International Minerals Reports Low Cash Costs at Pallancata Silver Mine, Peru

International Minerals Reports Low Cash Costs at Pallancata Silver Mine, Peru

International Minerals Corporation reports Total Cash Costs of US$5.89 per ounce of silver produced, net of gold by-product credits (US$3.30 per ounce for Direct Site Costs) at the Pallancata Mine for the fiscal fourth quarter ended June 30, 2008 (see Table below for details). The Pallancata Mine, located in southern Peru, is jointly owned by IMZ (40% interest) and Hochschild Mining plc (“Hochschild,” 60% interest). Hochschild is the mine operator.

Stephen Kay, President and Chief Executive Officer of IMZ said, “The Pallancata Mine, as well as being a low-cost producer, is currently one of the top-two primary silver mines in Peru in terms of silver reserves. With the planned ramp-up of underground production at Pallancata to 2,000 tonnes per day, scheduled to be completed by calendar year-end 2008, it is likely that Pallancata will become one of the top-10 largest primary silver producing mines in the world in 2009. This is quite an achievement considering that production only commenced a year ago. Hochschild are to be complimented on their aggressive development of the Pallancata Mine.”

The Company has realized net earnings from the Pallancata Mine for the fiscal year ended June 30, 2008 of approximately US$4.2 million. Because of the use of cash flow for the ongoing aggressive capital expansion program at Pallancata, to date there have been no cash dividends distributed to the joint venture partners. Cash dividends are expected to commence, however, in the first half of calendar year 2009.

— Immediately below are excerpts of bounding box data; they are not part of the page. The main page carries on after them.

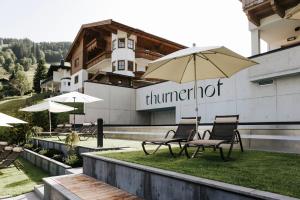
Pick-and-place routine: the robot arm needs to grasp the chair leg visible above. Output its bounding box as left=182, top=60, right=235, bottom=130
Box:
left=191, top=146, right=203, bottom=158
left=178, top=142, right=182, bottom=149
left=142, top=142, right=149, bottom=155
left=167, top=144, right=175, bottom=157
left=219, top=147, right=227, bottom=161
left=183, top=144, right=191, bottom=158
left=237, top=133, right=244, bottom=152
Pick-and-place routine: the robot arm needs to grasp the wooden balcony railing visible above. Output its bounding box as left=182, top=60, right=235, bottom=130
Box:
left=135, top=49, right=163, bottom=60
left=86, top=51, right=111, bottom=68
left=242, top=0, right=269, bottom=10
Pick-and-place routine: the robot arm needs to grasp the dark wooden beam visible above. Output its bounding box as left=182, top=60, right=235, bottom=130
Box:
left=270, top=0, right=285, bottom=18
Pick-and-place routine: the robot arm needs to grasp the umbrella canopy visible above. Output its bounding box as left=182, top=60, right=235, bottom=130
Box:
left=0, top=113, right=27, bottom=124
left=20, top=101, right=74, bottom=113
left=20, top=101, right=77, bottom=133
left=285, top=3, right=300, bottom=20
left=46, top=92, right=102, bottom=103
left=0, top=122, right=12, bottom=127
left=143, top=45, right=257, bottom=131
left=46, top=92, right=103, bottom=130
left=143, top=47, right=257, bottom=83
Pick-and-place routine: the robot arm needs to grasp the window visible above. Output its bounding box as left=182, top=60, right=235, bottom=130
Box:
left=112, top=40, right=117, bottom=50
left=74, top=75, right=79, bottom=84
left=127, top=61, right=133, bottom=71
left=112, top=61, right=116, bottom=72
left=118, top=60, right=125, bottom=70
left=127, top=39, right=134, bottom=49
left=118, top=38, right=125, bottom=48
left=74, top=58, right=79, bottom=67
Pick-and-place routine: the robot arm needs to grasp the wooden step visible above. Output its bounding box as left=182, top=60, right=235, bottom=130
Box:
left=44, top=174, right=141, bottom=200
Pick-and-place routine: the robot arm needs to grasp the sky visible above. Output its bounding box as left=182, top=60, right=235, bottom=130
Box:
left=0, top=0, right=251, bottom=56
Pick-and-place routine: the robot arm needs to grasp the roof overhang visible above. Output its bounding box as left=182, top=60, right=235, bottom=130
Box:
left=65, top=19, right=186, bottom=61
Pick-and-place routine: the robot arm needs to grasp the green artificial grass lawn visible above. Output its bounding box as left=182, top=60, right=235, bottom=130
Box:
left=0, top=158, right=48, bottom=197
left=98, top=149, right=300, bottom=198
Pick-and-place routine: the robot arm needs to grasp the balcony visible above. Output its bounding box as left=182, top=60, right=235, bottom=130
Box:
left=135, top=49, right=163, bottom=60
left=86, top=51, right=111, bottom=69
left=249, top=45, right=300, bottom=82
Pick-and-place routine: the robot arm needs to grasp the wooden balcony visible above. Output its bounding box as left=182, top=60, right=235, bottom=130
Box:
left=135, top=49, right=164, bottom=60
left=86, top=51, right=111, bottom=69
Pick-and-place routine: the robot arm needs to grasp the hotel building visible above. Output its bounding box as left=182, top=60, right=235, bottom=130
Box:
left=48, top=0, right=300, bottom=126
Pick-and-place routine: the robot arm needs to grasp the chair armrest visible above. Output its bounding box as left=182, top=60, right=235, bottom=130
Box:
left=202, top=130, right=211, bottom=139
left=164, top=130, right=175, bottom=138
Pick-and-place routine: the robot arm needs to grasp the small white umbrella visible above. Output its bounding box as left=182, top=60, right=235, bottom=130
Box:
left=20, top=101, right=76, bottom=133
left=143, top=45, right=257, bottom=131
left=285, top=3, right=300, bottom=20
left=0, top=122, right=12, bottom=127
left=46, top=92, right=103, bottom=130
left=0, top=113, right=27, bottom=124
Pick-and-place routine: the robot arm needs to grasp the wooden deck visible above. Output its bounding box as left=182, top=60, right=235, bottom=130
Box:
left=55, top=174, right=141, bottom=200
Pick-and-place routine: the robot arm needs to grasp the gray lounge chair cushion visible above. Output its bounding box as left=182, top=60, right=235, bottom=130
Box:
left=13, top=147, right=23, bottom=152
left=188, top=140, right=225, bottom=146
left=0, top=141, right=8, bottom=146
left=4, top=146, right=13, bottom=151
left=215, top=117, right=238, bottom=123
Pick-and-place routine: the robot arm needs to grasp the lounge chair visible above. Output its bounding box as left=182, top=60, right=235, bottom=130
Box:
left=183, top=115, right=244, bottom=161
left=78, top=123, right=97, bottom=141
left=55, top=124, right=72, bottom=141
left=0, top=147, right=23, bottom=169
left=142, top=118, right=200, bottom=156
left=0, top=146, right=13, bottom=162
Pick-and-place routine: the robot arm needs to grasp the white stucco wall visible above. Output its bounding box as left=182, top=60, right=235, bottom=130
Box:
left=71, top=69, right=88, bottom=91
left=84, top=82, right=150, bottom=124
left=136, top=58, right=300, bottom=122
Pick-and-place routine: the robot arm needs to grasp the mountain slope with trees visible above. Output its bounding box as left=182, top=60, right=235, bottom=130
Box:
left=0, top=38, right=71, bottom=98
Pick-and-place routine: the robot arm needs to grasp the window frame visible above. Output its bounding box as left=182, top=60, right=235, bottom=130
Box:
left=111, top=39, right=117, bottom=50
left=118, top=38, right=126, bottom=49
left=127, top=60, right=134, bottom=72
left=111, top=61, right=117, bottom=72
left=127, top=39, right=134, bottom=50
left=118, top=60, right=126, bottom=71
left=74, top=75, right=79, bottom=84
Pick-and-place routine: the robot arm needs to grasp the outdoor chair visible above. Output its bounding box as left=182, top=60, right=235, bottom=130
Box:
left=0, top=147, right=23, bottom=170
left=183, top=115, right=244, bottom=161
left=0, top=146, right=13, bottom=162
left=142, top=118, right=200, bottom=156
left=55, top=124, right=72, bottom=141
left=78, top=123, right=97, bottom=141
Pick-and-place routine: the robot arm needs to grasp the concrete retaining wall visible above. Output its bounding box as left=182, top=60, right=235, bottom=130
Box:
left=33, top=138, right=120, bottom=156
left=22, top=149, right=71, bottom=176
left=82, top=153, right=293, bottom=200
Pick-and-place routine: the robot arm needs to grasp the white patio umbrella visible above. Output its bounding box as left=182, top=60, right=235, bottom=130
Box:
left=0, top=122, right=12, bottom=127
left=285, top=3, right=300, bottom=20
left=0, top=113, right=27, bottom=124
left=20, top=101, right=76, bottom=133
left=143, top=45, right=257, bottom=130
left=46, top=92, right=103, bottom=130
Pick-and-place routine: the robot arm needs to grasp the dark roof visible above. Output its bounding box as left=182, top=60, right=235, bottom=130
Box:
left=65, top=19, right=186, bottom=61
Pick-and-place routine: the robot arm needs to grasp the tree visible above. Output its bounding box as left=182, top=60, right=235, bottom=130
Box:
left=33, top=60, right=47, bottom=93
left=11, top=70, right=30, bottom=96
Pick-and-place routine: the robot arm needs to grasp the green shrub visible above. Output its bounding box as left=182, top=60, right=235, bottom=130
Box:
left=24, top=143, right=33, bottom=150
left=38, top=149, right=48, bottom=156
left=65, top=154, right=82, bottom=167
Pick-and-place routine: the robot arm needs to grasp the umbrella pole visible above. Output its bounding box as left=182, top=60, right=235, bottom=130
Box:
left=48, top=110, right=51, bottom=135
left=193, top=54, right=198, bottom=133
left=73, top=97, right=76, bottom=132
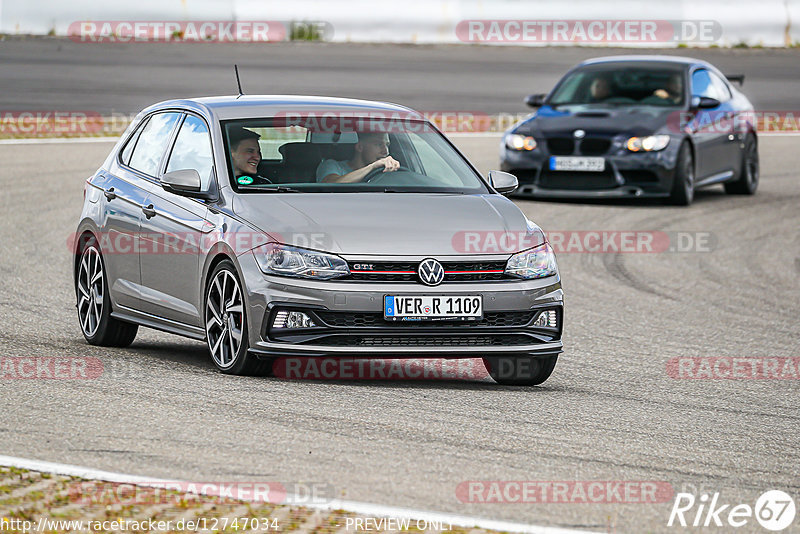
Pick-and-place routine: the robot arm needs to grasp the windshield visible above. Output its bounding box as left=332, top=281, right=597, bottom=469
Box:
left=547, top=65, right=686, bottom=107
left=223, top=116, right=489, bottom=194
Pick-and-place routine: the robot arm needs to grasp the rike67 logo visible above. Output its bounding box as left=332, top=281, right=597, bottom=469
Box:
left=667, top=490, right=797, bottom=532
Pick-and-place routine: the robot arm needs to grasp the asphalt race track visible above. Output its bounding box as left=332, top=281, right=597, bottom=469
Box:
left=0, top=40, right=800, bottom=532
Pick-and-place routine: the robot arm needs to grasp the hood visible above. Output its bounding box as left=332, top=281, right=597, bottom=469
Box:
left=515, top=105, right=681, bottom=137
left=232, top=193, right=541, bottom=257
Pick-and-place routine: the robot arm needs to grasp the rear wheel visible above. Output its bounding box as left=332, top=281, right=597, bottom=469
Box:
left=483, top=354, right=558, bottom=386
left=724, top=134, right=758, bottom=195
left=669, top=142, right=694, bottom=206
left=75, top=239, right=139, bottom=347
left=205, top=260, right=272, bottom=375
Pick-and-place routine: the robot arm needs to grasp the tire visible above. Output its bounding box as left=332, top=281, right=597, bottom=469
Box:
left=75, top=239, right=139, bottom=347
left=724, top=134, right=759, bottom=195
left=483, top=354, right=558, bottom=386
left=669, top=141, right=694, bottom=206
left=203, top=260, right=273, bottom=375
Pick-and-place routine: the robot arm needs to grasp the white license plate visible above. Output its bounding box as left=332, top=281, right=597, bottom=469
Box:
left=550, top=156, right=606, bottom=172
left=383, top=295, right=483, bottom=321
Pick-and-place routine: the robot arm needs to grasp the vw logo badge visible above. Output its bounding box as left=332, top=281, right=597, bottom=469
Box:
left=417, top=258, right=444, bottom=286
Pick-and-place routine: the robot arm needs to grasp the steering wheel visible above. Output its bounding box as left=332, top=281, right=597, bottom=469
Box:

Initial construction of the mining operation at Pallancata was funded 100% by Hochschild, with IMZ carried for its 40% interest. However, IMZ’s 40% share of replacement capital costs, exploration costs and the costs of expansion of mine production above 1,000 tonnes per day (“tpd”) is required to be funded by IMZ, with such funding expected to be covered by IMZ’s 40% share of the mine’s ongoing cash flow.

Total Cash Costs at the Pallancata Mine, using the Gold Institute’s definition, include: mine operating costs, toll processing costs, mine general and administrative costs, Hochschild’s management fee, concentrate transportation and smelting costs, taxes and the Peruvian government royalty (currently 1% of gross revenue for Pallancata).

As Hochschild was responsible for funding all start-up capital expenditures and expansion capital up to the 1,000 tpd mining rate, IMZ currently has no depreciation expense related to the Pallancata Mine.

The Gold Institute calculation of Total Cash Costs is a non-Canadian GAAP financial measure, which IMZ management believes is useful in measuring operational performance. Total Cash Costs as defined by the Gold Institute do not include depreciation or mine reclamation costs.